The EEGLAB News #7

From the eeglablist

Q: Justin Fine, Post-doctoral researcher at Indiana University: I have a question that the literature does not really seem to answer regarding source analysis: Why should someone prefer to use a given source method to find EEG sources in areas that are known or assumed a priori? Specifically, I am asking about the benefits and obvious trade-offs of (1) an ICA + equivalent current dipole (ECD) modeling, else (2) distributed (sparse or group) hierarchical source localization methods (e.g., MSP in SPM) or, (3) a Bayesian ECD approach that does not rely on fitting separate IC components but rather on specifying source locations a priori?

Quick background: I have T1 MR head images and recorded electrode positions (64-channel Acticap) for all participants.  The main goal here is to extract time-frequency measures and evoked potentials (ERPs) from sources in three cortial areas: rIFG, pre-SMA/ACC/MCC, and left M1. The study is  a standard stop signal task, for which the literature tends to prefer the method (1) using ICA + ECD fitting. But I gather that might have something to do with researchers typically (1) not having electrode locations and (2) not having T1 head images?  Any thoughts and feedback would be greatly appreciated. Thanks!

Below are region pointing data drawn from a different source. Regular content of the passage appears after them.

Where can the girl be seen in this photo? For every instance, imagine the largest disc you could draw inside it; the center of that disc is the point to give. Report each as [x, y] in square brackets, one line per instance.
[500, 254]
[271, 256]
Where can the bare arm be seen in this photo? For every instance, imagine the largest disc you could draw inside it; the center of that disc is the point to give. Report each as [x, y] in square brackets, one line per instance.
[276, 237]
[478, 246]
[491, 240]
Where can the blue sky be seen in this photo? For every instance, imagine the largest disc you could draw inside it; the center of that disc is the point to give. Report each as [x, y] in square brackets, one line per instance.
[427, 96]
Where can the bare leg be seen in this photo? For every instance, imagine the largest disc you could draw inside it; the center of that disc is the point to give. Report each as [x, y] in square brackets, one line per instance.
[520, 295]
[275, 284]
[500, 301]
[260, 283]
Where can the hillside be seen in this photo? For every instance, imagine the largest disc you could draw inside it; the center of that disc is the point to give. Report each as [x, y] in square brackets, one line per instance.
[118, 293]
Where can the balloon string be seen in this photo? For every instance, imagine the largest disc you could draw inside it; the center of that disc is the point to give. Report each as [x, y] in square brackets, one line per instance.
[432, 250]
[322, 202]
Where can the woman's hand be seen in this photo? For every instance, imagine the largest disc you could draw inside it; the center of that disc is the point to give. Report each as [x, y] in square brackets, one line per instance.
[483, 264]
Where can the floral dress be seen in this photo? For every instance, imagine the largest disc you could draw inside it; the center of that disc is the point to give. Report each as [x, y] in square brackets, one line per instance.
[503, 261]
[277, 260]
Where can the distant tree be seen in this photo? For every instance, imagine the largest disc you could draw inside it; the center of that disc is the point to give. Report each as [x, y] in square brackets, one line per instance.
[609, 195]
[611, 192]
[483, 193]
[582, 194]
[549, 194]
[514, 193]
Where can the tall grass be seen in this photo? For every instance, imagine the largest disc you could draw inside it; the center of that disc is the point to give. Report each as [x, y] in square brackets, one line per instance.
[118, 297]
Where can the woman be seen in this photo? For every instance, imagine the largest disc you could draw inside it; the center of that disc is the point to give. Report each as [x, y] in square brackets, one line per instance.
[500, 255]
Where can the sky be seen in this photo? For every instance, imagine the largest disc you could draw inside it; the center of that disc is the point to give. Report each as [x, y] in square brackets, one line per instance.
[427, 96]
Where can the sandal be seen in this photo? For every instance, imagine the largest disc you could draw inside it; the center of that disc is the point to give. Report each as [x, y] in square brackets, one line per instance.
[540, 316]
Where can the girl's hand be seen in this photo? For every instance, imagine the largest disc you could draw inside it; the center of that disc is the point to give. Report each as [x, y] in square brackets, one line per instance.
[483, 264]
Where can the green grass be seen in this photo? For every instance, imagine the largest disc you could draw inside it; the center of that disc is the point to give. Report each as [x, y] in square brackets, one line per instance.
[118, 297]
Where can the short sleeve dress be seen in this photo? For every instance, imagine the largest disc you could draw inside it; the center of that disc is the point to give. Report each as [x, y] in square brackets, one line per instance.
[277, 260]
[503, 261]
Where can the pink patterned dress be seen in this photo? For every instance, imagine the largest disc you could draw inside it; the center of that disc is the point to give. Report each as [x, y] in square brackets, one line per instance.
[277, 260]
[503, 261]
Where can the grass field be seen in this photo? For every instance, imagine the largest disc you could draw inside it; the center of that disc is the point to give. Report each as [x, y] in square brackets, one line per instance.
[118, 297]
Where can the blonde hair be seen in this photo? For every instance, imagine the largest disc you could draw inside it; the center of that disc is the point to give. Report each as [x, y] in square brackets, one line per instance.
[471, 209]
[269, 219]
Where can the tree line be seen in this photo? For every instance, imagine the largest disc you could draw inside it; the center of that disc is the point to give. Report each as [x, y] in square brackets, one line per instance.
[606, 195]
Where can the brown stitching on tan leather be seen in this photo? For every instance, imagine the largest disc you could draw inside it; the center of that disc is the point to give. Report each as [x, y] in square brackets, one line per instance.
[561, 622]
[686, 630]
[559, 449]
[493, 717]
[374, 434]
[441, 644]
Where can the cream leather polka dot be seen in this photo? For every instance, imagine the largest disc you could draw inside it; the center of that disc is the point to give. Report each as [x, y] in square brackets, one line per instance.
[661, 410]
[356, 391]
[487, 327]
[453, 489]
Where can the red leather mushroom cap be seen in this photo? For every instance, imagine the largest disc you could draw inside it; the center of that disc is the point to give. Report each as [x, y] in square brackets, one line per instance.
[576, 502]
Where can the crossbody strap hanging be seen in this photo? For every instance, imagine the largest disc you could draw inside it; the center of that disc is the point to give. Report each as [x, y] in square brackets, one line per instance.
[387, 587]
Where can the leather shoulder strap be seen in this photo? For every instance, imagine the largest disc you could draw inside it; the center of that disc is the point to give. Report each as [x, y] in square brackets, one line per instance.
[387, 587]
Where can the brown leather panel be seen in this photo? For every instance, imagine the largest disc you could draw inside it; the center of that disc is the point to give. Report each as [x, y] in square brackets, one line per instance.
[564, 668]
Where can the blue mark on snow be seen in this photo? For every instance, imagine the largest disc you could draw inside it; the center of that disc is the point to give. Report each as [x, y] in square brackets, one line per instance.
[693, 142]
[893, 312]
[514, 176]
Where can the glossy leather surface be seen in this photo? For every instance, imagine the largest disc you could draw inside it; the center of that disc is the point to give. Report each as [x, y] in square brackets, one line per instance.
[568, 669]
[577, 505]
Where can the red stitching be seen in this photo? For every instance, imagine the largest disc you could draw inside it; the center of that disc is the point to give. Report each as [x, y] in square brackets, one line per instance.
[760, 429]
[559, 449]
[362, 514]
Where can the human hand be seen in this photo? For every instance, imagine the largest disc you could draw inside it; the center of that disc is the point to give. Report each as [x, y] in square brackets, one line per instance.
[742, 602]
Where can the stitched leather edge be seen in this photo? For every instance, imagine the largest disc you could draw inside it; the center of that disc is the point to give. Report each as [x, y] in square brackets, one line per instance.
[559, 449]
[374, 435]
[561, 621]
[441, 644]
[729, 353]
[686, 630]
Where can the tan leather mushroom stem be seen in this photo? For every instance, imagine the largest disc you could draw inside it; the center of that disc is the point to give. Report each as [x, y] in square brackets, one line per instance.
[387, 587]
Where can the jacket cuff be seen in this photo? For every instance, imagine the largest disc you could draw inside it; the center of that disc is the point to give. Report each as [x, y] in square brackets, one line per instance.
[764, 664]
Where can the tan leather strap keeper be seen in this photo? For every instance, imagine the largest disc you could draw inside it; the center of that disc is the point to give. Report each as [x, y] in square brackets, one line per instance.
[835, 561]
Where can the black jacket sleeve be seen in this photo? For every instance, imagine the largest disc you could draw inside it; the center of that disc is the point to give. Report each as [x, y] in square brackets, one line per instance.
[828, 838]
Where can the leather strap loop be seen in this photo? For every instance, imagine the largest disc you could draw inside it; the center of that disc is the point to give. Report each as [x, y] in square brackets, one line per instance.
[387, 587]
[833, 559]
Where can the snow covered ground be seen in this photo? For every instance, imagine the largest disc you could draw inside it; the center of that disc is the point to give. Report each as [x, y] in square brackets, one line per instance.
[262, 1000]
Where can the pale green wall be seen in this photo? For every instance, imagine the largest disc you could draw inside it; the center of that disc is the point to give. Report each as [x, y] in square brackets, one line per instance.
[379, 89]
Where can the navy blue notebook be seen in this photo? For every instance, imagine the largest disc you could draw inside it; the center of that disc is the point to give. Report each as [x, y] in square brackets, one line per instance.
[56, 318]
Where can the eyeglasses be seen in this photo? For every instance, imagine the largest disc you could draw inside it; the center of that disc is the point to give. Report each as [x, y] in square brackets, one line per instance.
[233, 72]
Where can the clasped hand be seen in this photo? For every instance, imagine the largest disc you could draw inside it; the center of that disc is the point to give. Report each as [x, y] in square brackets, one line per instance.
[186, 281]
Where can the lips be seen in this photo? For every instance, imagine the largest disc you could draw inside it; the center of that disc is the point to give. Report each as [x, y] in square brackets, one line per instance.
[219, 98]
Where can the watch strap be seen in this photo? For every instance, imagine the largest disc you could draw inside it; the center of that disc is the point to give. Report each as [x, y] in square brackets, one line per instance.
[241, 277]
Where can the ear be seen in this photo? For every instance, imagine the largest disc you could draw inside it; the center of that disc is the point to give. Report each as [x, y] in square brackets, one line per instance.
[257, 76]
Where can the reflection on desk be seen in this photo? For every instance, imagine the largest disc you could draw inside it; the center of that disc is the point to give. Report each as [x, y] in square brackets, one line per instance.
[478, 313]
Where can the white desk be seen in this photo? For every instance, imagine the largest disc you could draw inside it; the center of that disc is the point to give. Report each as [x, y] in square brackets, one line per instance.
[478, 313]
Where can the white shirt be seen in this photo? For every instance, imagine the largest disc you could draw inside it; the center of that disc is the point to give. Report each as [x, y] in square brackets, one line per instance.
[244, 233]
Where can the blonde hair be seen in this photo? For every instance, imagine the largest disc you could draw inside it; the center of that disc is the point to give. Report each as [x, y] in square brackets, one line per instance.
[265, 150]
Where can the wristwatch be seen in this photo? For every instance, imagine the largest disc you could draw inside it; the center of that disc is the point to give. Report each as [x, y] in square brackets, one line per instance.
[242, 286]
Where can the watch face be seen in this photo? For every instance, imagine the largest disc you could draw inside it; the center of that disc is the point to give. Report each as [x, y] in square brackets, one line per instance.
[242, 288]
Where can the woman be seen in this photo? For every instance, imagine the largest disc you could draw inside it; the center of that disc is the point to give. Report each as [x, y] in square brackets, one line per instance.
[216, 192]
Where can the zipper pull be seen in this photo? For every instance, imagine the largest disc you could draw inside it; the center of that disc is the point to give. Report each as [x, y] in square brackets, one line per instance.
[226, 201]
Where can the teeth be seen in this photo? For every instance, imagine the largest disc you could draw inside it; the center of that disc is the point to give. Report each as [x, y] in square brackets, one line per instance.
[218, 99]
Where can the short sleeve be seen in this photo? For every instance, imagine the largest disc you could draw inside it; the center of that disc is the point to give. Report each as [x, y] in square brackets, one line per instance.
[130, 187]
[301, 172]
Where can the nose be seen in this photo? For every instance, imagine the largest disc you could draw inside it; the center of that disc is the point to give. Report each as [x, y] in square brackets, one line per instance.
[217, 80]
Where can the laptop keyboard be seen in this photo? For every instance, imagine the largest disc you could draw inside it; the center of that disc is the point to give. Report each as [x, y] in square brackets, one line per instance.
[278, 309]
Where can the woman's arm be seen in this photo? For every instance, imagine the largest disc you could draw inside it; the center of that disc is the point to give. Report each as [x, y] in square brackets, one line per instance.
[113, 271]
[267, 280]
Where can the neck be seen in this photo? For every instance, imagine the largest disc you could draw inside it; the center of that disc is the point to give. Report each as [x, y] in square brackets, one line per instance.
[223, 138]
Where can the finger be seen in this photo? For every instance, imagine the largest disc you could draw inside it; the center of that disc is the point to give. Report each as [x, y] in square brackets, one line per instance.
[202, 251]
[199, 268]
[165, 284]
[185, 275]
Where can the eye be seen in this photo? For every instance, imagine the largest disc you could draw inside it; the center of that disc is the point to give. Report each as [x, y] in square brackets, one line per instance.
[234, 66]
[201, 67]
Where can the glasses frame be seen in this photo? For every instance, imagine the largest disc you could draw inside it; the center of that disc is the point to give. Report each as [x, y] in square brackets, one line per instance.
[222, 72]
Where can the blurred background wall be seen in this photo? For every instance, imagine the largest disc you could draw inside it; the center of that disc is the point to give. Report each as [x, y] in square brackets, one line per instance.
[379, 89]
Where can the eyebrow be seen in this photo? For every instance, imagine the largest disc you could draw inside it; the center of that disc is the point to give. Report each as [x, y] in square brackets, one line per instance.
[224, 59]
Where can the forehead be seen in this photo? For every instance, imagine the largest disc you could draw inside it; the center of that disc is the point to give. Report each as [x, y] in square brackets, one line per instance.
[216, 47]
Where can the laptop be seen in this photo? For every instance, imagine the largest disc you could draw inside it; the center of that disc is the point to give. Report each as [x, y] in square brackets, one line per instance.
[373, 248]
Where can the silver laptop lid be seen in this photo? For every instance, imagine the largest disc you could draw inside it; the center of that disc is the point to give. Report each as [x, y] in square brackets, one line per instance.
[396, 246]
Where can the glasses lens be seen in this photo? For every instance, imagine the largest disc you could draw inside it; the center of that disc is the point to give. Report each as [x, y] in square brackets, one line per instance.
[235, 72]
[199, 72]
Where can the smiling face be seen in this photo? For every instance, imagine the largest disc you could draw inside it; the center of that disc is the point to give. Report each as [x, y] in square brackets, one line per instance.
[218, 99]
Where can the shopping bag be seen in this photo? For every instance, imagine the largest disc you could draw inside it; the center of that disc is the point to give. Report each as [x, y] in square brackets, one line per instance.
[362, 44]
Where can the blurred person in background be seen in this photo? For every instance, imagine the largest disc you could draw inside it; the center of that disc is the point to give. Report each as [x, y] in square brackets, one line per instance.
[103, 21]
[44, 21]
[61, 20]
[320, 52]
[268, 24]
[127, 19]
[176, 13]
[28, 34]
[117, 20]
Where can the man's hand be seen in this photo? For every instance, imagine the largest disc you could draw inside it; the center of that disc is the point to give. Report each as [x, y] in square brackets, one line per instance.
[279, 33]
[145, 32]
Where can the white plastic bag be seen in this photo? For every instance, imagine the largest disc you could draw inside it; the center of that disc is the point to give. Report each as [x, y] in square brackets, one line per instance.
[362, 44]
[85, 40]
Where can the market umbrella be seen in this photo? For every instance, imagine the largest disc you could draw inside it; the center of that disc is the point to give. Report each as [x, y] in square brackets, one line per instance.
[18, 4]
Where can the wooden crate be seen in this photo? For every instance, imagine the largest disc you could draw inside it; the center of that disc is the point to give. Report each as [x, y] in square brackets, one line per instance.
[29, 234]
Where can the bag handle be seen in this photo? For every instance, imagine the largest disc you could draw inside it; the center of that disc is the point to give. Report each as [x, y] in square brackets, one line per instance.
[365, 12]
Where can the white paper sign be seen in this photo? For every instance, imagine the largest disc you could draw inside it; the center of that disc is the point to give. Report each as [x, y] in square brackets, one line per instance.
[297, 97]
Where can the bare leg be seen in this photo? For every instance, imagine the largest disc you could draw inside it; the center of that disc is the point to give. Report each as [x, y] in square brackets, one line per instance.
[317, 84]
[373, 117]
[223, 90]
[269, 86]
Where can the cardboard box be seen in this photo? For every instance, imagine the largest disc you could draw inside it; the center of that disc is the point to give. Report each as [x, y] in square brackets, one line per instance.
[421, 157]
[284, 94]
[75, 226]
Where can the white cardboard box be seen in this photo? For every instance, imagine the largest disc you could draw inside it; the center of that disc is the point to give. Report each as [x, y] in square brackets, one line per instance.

A: Scott Makeig: Justin - You are right that the choice of inverse source localization approach typically depends on the information available as well as the goals of the analysis. If you have T1 images for your study participants, I assume you also measured the 3D locations of the electrodes?  If so, I suggest you try using the NFT and NIST toolboxes by Zeynep Akalin Acar, as these build electrical head models, optionally optimize these models using the SCALE algorithm for estimating the individual skull conductance (the largest unknown affecting EEG source localization), and then perform either (optimized) equivalent dipole localization OR high-resolution distributed source localization using the SCS SCALE/SCS-estimated source distributions and matching whole-data IC scalp maps(Sparse-Compact-Smooth) localization algorithm of Cheng Cao. 

(Figure: SCALE/SCS-estimated source distributions and matching whole-data IC scalp maps, connected by line segments, for 17 of 45 brain IC effective sources drawn from a single-model AMICA decomposition of 128-channel data recorded during a complex (STRUM) multiscreen video game playing task session, superimposed on the participant’s semi-inflated cortical surface mesh constructed using the NFT toolbox from the participant MR head image. Dashed (not solid) connecting line segments show IC source estimates again using a SCALE-optimized head model by SCS but consisting of two (not one), presumably anatomically well-connected source areas. Labels indicate area functional associations in the functional imaging literature. From: Z. Akalin Acar & S. Makeig, IEEE BIBE, 2020. Click on the figure for an enlarged view.)

To extract all the spatial source information possible from the individual records, one must use optimized, computationally intensive methods. Because of individual differences in cortical folding, group source analysis limits spatial resolution somewhat; even high-resolution localization performed on sources in individual brains then leaves the problem of finding equivalent sources across individuals (i.e., equivalent source clusters). The best approach I know of is that of Arthur Tsai (Tsai et al., 2014) based on advanced cortical co-registration in Freesurfer. So far as I know, no open source software to accomplish this has yet been released.

But in considering different methods, one must first think clearly about how one defines an EEG 'source' -- that is, ‘a single’ EEG source.... What identifies a source as one functional source? Certainly, any source resolvable from the scalp data must represent coherent field potential across a large (>cm2) patch of cortex. A raw scalp channel represents a net spatially-weighted difference in local field potentials across more than one broad cortical territory, as Zeynep's CRF ('cortical receptive field') function (to be released soon, I hope) clearly shows.

For example, does the scalp map at a peak in a trial-mean ERP (or other EEG measure) represent the projection of "a source" (that is, "one single source")? It does if that is how you define "source" (!) -- but that definition may have limited neuroscientific value, as this "source" may actually represent the sum of several "local cortical source" activities in several cortical areas, with different functional significances -- as ICA decomposition, followed by source localization often reveals.

The neuroscientific value of ICA decomposition, I believe, is that it finds projections of single (or dual, highly-connected) cortical 'patches' within/across which local field potential is relatively coherent across a sufficient portion of the decomposed data. These 'source patch' projections should dominate scalp recordings, as local field activities in other cortical areas that are spatially incoherent will be largely cancelled out in the scalp channel signals by phase cancellation. If they do dominate the net scalp signals, then other inverse source estimation approaches should also locate them, at least approximately...

I hope these thoughts might be helpful. - Scott

p.s. Justin wrote further to ask whether there are yet any quantitative 'ground truth' studies (based on simulated phantom heads, concurrent invasive recording or MEG, etc.) that compare different methods of source analysis including ICA-based. Unfortunately, I know of none to date, but would be happy to collaborate on such studies.